Following the surprise critical and box office success of Don’t Breathe, a sequel was inevitable. Ghost House Entertainment and original director and writer Fede Alvarez (Evil Dead) took a little longer than expected to get the ball rolling. And the COVID-19 pandemic delayed its release by over a year. But Don’t Breathe 2 finally hit theaters last month. After subverting the home invasion thriller, Alvarez and co-writer, Rodo Sayagues, have again flipped the script. With Sayagues behind the camera this time, Don’t Breathe 2 turns its villain, The Blind Man, into the sequel’s ‘sort of’ hero. Unfortunately, critics have been less impressed with this switch.
After surviving his injuries and losing his home, ex-military veteran Norman Nordstrom has once again isolated himself. But after saving a young girl from a house fire, The Blind Man has a new adopted daughter. Still bitter and fearful, Nordstrom shields ‘Phoenix’ from the outside world. However, he can’t protect Phoenix from his – or her – past. When a vicious gang breaks into his home to kidnap the girl, The Blind Man unleashes his violent fury to save the one good thing he can claim.

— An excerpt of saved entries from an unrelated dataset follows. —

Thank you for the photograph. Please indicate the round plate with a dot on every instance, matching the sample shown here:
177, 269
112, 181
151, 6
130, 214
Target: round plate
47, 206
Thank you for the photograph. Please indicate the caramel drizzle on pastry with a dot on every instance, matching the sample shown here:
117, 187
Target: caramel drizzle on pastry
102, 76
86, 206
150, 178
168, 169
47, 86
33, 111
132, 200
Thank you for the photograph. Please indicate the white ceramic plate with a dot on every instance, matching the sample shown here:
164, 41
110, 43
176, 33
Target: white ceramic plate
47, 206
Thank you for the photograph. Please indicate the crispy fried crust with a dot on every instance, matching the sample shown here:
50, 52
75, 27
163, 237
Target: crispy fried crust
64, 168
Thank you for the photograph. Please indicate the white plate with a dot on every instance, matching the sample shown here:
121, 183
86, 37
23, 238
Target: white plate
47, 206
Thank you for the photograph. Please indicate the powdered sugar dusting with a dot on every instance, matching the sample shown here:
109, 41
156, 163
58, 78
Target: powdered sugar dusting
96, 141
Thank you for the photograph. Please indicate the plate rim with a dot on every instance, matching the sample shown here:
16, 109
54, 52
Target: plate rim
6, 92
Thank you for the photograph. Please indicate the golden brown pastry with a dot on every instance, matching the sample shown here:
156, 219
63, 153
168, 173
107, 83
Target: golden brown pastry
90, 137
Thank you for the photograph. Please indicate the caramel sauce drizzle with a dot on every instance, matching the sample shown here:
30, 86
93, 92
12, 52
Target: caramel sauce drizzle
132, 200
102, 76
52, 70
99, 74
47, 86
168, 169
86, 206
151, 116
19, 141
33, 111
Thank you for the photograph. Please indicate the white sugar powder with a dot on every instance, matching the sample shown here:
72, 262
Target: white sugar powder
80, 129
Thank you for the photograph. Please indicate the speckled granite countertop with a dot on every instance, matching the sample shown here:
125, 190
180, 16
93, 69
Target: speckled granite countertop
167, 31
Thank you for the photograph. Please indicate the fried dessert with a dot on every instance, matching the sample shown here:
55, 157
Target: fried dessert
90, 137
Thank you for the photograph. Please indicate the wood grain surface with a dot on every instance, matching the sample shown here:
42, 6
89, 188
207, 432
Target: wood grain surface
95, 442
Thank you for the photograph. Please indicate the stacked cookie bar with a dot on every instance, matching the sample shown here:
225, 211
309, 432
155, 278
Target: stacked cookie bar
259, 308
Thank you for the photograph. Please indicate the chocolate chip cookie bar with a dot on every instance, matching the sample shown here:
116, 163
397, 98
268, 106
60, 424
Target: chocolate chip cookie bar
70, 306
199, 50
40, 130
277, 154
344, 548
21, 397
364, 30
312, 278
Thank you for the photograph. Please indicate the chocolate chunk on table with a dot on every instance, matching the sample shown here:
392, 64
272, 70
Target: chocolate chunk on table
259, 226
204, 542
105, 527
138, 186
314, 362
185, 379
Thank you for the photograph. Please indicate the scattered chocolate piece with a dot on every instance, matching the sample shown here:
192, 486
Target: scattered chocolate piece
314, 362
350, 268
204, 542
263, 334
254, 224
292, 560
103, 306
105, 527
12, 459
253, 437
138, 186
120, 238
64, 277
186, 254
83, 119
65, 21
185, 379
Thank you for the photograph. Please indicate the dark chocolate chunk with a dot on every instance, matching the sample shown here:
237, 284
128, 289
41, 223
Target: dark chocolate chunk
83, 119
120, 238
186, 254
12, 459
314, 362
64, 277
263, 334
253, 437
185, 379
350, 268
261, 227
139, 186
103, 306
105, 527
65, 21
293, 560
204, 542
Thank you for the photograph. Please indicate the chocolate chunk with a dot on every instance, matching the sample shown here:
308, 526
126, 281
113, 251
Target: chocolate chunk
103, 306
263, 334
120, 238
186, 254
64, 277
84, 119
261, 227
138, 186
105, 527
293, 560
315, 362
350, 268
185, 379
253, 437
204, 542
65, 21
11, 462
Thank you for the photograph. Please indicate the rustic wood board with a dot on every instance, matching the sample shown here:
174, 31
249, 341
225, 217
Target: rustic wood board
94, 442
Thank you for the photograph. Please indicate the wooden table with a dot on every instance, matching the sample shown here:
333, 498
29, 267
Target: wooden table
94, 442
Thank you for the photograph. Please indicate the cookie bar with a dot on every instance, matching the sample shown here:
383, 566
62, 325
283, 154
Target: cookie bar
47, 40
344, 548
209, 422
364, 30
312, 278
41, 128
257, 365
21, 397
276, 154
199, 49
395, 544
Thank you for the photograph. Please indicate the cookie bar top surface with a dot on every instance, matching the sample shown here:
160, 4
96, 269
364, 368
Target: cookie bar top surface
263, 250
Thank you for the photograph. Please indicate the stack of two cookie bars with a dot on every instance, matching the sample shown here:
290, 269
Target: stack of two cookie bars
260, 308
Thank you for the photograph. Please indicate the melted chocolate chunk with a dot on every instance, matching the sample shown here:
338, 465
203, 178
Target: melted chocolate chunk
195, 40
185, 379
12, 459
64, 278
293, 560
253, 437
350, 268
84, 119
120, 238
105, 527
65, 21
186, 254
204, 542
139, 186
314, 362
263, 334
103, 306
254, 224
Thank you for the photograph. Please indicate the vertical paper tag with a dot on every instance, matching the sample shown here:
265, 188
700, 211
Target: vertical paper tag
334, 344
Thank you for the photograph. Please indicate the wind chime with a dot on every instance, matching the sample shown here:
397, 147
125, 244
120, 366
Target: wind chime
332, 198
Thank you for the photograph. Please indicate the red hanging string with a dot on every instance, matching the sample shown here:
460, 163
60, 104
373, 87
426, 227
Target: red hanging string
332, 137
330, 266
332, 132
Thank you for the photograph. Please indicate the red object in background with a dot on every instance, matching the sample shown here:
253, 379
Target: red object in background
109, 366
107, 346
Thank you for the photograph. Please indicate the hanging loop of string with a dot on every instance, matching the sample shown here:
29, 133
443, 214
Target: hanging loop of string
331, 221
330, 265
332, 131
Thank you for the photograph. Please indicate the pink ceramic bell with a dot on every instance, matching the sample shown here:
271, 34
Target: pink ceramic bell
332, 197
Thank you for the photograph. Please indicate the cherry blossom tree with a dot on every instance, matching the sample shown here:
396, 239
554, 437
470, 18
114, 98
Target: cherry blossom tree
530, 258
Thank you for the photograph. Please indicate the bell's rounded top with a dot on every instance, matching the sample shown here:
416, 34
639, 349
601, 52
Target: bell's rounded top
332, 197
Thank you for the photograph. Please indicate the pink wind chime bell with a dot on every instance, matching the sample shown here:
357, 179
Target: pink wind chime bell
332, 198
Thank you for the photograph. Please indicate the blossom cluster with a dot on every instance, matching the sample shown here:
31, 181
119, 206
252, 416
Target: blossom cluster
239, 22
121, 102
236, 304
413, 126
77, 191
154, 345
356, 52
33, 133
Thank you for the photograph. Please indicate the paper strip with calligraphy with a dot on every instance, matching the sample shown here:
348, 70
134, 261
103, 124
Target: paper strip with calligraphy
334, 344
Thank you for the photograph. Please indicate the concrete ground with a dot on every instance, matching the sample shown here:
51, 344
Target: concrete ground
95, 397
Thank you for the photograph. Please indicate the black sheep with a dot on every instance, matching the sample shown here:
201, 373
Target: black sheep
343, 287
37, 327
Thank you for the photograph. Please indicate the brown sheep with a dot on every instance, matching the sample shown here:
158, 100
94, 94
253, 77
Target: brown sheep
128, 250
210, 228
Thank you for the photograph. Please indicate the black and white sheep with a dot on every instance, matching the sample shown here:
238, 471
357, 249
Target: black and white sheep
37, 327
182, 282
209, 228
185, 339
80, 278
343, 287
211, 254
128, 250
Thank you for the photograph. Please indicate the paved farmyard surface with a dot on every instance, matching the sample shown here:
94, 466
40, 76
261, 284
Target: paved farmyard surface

Don’t Breathe 2 Trades Suspense For B-Movie Action Violence
When Ghost House Entertainment released Don’t Breathe, they didn’t just deliver a refreshingly suspenseful spin on the home invasion thriller. They also produced one of the decade’s best horror movies. Like most sequels, Don’t Breathe 2 mostly doubles down on its premise. Once again criminals are breaking into The Blind Man’s home. And yet again The Blind Man turns the tables on his attackers. This time around the ‘bad guys’ are more ‘bad’ and there are more of them to up the sequel’s body count. Not surprisingly, writer and director Rodo Sayagues dials up the violence as well. In fact, Don’t Breathe 2 ratchets it up to exploitation movie levels. Here, The Blind Man displays ‘Rambo-like’ invincibility.
If Don’t Breathe was tightly paced and very much edge-of-your-seat, the sequel forgoes its horror roots.
Where Don’t Breathe 2 doesn’t double-down, however, is on the scares and suspense. If Don’t Breathe was tightly paced and very much edge-of-your-seat, the sequel forgoes its horror roots. Whether this was intentional or indicative of Fede Alvarez not returning the director’s chair, Don’t Breathe 2 works better as an action movie. Yes, the sequel looks good. The production values are good and Sayagues knows how to capture the bloody action. But for such a relentless movie, there’s little in the way of tension.
Don’t Breathe 2 Asks Audiences To Perform Some Mental Gymnastics
Perhaps the sequel’s biggest divergence is its treatment of Stephen Lang’s (VFW) Nordstrom. Don’t forget, The Blind Man abducted and forcibly impregnated a woman in the first movie in the creepiest way possible. Yet for some strange reason, Alvarez and Sayagues expect audiences to buy into Nordstrom as an ‘anti-hero’. Even if The Blind Man had some sympathetic roots, this is a big leap that requires impressive selective memory. To his credit, Lang once again makes the character compelling. He’s excellent in the role but the character works better as a villain than a flawed protagonist.
…Alvarez and Sayagues expect audiences to buy into Nordstrom as an ‘anti-hero’.
Another problem for Don’t Breathe 2 is its anemic cast of supporting characters. The sequel really misses Jane Levy and Dylan Minnette (Open House). Aside from Madelyn Grace’s ‘Phoenix’, Don’t Breathe 2 offers no one with whom to empathize. There’s no likeable characters. And the movie’s villains are largely interchangeable ‘baddies’ who just up the movie’s body count. Not even Brendan Sexton III’s ‘Raylan’ registers much as the central antagonist. He’s vaguely menacing but mostly just forgettable.
Don’t Breathe 2 …
More action, more violence, fewer scares. Sometimes less is more, which Don’t Breathe 2 works overtime to illustrate. While its predecessor was a suspenseful subversion of home invasion thrillers, Don’t Breathe 2 is an ultra-violent action movie. And if Jane Levy and Dylan Minnette made for sympathetic protagonists, the sequel populates itself with unlikeable characters. Arguably, Alvarez and Sayagues’ baffling decision to turn ‘The Blind Man’ into something of anti-hero immediately sets the sequel on the wrong course. If there’s serious interest in a third movie, Alvarez et al need to make a huge course correction.